Zebrafish embryos and gills were fixed in 4% paraformaldehyde for 10 min at 4°C. After washing in PBS, fixed embryos were treated with 100% ethanol for 10 min at -20°C and subsequently subjected to blocking with 3% BSA at room temperature for 30 min. Embryos were then incubated with 1:200 PBS-diluted mouse anti-chicken Na⁺/K⁺-ATPase α subunit (cytosolic epitope for all isoforms) monoclonal immunoglobulin G (IgG) (Developmental Studies Hybridoma Bank, University of Iowa, Iowa City, IA, USA) at room temperature for 2 h. Samples were washed twice in PBS for 10 min each, and then incubated with 1:200 PBS-diluted goat anti-mouse IgG conjugated with Cy5 (Jackson Immunoresearch Laboratories, West Grove, PA, USA) for 2 h at room temperature. Images were acquired with a confocal laser scanning microscope (TCS-SP5, Leica Lasertechnik, Heidelberg, Germany).

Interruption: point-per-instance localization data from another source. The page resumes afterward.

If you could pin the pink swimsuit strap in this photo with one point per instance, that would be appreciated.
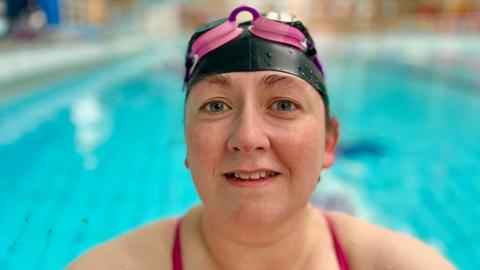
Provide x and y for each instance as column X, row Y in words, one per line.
column 341, row 258
column 177, row 251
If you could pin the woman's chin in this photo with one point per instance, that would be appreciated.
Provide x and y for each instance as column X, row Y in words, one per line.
column 256, row 214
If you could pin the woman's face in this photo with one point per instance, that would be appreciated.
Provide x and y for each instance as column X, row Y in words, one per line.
column 256, row 143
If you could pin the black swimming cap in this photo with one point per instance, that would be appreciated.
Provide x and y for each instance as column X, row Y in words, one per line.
column 250, row 53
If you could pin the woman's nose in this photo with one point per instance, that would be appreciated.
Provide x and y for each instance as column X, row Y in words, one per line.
column 248, row 134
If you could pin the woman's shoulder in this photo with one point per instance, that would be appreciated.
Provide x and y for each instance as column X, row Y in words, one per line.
column 142, row 248
column 372, row 247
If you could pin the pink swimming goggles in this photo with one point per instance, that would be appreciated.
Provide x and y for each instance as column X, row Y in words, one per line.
column 261, row 27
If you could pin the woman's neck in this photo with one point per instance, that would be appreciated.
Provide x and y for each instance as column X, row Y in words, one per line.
column 290, row 244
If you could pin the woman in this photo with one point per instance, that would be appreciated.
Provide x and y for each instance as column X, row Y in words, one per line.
column 258, row 135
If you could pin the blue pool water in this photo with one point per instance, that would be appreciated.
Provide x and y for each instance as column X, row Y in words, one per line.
column 87, row 158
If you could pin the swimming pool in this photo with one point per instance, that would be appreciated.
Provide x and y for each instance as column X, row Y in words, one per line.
column 87, row 158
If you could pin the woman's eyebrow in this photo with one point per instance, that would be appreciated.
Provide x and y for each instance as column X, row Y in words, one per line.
column 270, row 81
column 219, row 80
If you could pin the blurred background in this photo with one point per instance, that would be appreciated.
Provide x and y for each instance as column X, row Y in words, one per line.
column 91, row 125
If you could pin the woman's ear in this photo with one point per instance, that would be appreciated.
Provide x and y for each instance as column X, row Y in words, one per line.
column 331, row 140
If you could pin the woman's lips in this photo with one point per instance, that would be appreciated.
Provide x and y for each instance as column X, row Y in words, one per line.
column 255, row 179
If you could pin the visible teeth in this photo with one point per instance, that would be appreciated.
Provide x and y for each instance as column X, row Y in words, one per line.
column 254, row 176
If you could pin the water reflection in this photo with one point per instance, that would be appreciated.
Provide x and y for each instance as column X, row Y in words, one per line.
column 93, row 127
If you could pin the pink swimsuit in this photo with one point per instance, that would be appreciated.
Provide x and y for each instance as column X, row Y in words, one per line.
column 177, row 255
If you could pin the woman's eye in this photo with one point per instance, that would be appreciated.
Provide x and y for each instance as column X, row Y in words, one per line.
column 215, row 106
column 284, row 105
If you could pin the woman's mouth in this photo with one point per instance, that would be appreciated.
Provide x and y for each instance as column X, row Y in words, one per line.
column 251, row 179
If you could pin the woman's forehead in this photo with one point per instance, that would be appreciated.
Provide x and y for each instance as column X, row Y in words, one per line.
column 260, row 79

Quantitative real-time PCR (qPCR) was carried out using a SYBR green dye (Applied Biosystems)-based assay with an ABI Prism 7000 Sequence Detection System (Applied Biosystems) according to the manufacturer's instructions. Primers targeting Ca²⁺ transporters (see additional file 1) and the endogenous control gene, beta-actin, were designed using the Primer Express 2.0 software (Applied Biosystems). In each assay, 25 ng cDNA was amplified in a 20-μL reaction containing 2x SYBR green master mix, 100 nM of forward and reverse primers, and nuclease-free water. Beta-actin, with a 151-bp amplicon (forward 5'-CACCTTCCAGCAGATGTGGA-3' and reverse 5'-AAAAGCCATGCCAATGTTGTC-3'), was used as an internal control to construct the standard curves.

Values are presented as the mean ± SE and were compared by the 2-sample t-test.